The most salient characteristic of communism is the government ownership and control of the means of production. This signifies that private ownership of businesses is rare, or absent entirely. And the economy is not the only feature of a society that communist governments seek to control. The press, education, religion (if it is allowed at all), and the social lives of the people are all areas that communist governments control, or attempt to control. Communist China has been building a “social credit” system, where everyone is under constant surveillance, and is awarded “points” for obeying the many social rules handed down by government. These rules are constantly changing, and it is sometimes the case that ordinary people are unaware of what they have done to get downgraded. And if a citizen steps over the arbitrary lines, he can be denied a job, the ability to travel freely, and use of communication channels.

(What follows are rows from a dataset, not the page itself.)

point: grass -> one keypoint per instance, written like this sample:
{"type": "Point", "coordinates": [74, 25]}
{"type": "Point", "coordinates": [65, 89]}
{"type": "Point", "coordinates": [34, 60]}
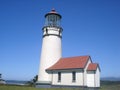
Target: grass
{"type": "Point", "coordinates": [104, 86]}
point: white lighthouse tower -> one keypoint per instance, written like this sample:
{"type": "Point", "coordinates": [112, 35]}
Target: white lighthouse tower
{"type": "Point", "coordinates": [51, 46]}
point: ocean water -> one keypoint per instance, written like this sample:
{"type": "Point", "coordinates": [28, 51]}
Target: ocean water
{"type": "Point", "coordinates": [15, 82]}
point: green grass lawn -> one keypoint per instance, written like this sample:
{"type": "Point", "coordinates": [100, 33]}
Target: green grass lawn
{"type": "Point", "coordinates": [13, 87]}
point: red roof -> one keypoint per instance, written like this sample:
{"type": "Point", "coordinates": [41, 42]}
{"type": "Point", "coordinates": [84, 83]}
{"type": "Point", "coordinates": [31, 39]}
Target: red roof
{"type": "Point", "coordinates": [70, 63]}
{"type": "Point", "coordinates": [92, 67]}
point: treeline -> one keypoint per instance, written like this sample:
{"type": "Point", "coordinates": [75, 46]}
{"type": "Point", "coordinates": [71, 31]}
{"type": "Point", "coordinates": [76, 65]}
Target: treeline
{"type": "Point", "coordinates": [110, 82]}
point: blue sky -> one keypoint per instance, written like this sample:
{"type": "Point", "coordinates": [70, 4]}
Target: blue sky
{"type": "Point", "coordinates": [91, 27]}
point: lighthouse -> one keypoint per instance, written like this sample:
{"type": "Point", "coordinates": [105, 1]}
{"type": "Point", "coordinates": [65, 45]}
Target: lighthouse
{"type": "Point", "coordinates": [58, 71]}
{"type": "Point", "coordinates": [51, 50]}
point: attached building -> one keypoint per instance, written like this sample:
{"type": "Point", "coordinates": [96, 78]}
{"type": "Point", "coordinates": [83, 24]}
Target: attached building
{"type": "Point", "coordinates": [75, 71]}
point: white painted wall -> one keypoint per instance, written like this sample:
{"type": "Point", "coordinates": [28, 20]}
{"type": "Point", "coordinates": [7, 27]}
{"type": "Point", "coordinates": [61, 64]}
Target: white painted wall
{"type": "Point", "coordinates": [66, 79]}
{"type": "Point", "coordinates": [85, 72]}
{"type": "Point", "coordinates": [50, 54]}
{"type": "Point", "coordinates": [90, 79]}
{"type": "Point", "coordinates": [97, 78]}
{"type": "Point", "coordinates": [93, 78]}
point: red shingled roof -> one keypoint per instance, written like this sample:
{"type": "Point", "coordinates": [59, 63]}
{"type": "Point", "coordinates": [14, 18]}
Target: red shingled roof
{"type": "Point", "coordinates": [70, 63]}
{"type": "Point", "coordinates": [92, 67]}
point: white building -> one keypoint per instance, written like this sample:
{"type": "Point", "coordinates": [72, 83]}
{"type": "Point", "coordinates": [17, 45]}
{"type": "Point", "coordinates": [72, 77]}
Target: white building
{"type": "Point", "coordinates": [57, 71]}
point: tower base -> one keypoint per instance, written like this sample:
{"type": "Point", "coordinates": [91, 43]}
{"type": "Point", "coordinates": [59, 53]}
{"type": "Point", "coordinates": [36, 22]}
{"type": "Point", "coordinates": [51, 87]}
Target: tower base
{"type": "Point", "coordinates": [43, 84]}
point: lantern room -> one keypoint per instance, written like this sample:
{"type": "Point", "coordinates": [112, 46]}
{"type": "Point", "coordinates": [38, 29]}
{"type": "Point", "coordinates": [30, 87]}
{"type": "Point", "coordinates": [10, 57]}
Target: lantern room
{"type": "Point", "coordinates": [53, 19]}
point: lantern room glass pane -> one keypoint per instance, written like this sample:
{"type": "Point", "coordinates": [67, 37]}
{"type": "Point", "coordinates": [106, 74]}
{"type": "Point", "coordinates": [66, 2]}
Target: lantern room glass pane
{"type": "Point", "coordinates": [52, 20]}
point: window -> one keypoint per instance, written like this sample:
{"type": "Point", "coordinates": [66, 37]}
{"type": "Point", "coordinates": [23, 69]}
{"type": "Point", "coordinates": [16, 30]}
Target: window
{"type": "Point", "coordinates": [73, 76]}
{"type": "Point", "coordinates": [59, 76]}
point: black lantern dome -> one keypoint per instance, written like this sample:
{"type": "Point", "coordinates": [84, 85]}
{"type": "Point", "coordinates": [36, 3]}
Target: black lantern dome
{"type": "Point", "coordinates": [53, 19]}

In 1979, the CCP (Chinese Communist Party) initiated its “one-child policy”, based upon the assumption, from population data at the time, that the country would become over-populated, and the government might not be able to provide the population with enough food, water, and energy. This policy was carried out, sometimes brutally, with a combination of propaganda, forced birth-control and abortions, financial disincentives, and other measures. Neighborhoods had party cadres whose sole function was to make sure that women did not have more than one child, and to dispense birth-control and advice. Families were fined for more than one child, and single-child families were rewarded with better education and medical care for the entire family.
The policy was quite effective, and the rate of population growth in China slowed down significantly. There were other, more-unpleasant side effects from this policy. Ancient Chinese culture had, and has, a preference for male children, who were considered more valuable since they carried on the family name and did more work; female children were sometimes considered a burden, since they cost a “bride-price” when they were married off, which was a hardship for the millions of Chinese peasants who still populate the countryside. This preference for male children led to the surreptitious killing of female babies, and has had the result of causing a lack of marriageable women in later years. The one-child policy has also resulted in a higher poverty rate for elderly citizens, who now only have one child to care for them in their old age. The other large effect has been the rapid aging of Chinese society, with many more elderly than children.
The CCP decided in 2015 that the one-child policy had overrun its usefulness, and they decided that their policy around births needed to be changed. At first, the Party communicated that women would now be allowed to have a second child without penalty. Of course, they were hoping that the change would cause most reproductive-age women to fairly quickly decide to go ahead and get pregnant with the second child. Well, that did not happen. You see, the one-child policy also included delay of marriage by women, who were urged to have careers themselves, and not get married or have children until later. Of course, the CCP neglected the female “ticking biological clock”, which reduces fertility as a woman ages. Many women liked their careers and the income it brought them, too.
So this week, the Wall Street Journal published an article entitled “Beijing Targets Low Birth Rate”, about how the Communist Chinese government is attempting to juice the national birth-rate. It turns out that even a controlling communist government cannot simply turn the spigot of births, and immediately expect the country’s women to start spitting out more babies. There is a huge population inertia around children, and the ingrained one-child policy is proving difficult to reverse. Here are some quotes from the article.
China is now racing in the opposite direction, closing abortion clinics and expanding services to help couples conceive. But a legacy of the one-child policy, scrapped in 2016, is a dwindling number of women of childbearing age as well as a generation of only children who are less eager to marry and start a family.
Shandong province is known in China for sometimes extreme enforcement of birth restrictions, including a 1991 campaign in parts of the city of Liaocheng dubbed “Hundred Days, No Child”. A 2012 documentary…details how local officials, to make their birth data look better, forced women found to be pregnant to abortion centers, even if the baby was their first and allowed under the one-child policy.
Today, Shandong pays compensation or subsidies to millions of couples who lived by the rules, including retirees who now don’t have support because their only child died or became disabled or women who suffered injuries in connection with abortions or other birth-control methods.
Beijing’s about-face–in six years going from harshly restriction how many children couples could have, to now encouraging them to have more–makes little mention of the lingering effects of the one-child policy on demographics, nor its human cost.
You don’t say! The authoritarian Chinese Communist Party is discovering that there are some human behaviors that are very difficult for them to control, and society doesn’t turn on a dime, no matter how hard they push it. The central planners are discovering that social control is a very delicate thing, and their long-standing policies which have had many adverse effects, are not so easy to reverse. However, knowing the CCP, this will not make any difference to their mindset. They will go on attempting to force their women to marry earlier and have more children, to reverse the effects of their earlier population policy, but it may take many more years for these policies to have any effect. In the meantime, Chinese people will suffer, the workforce will shrink, and their booming economy may not boom so loudly.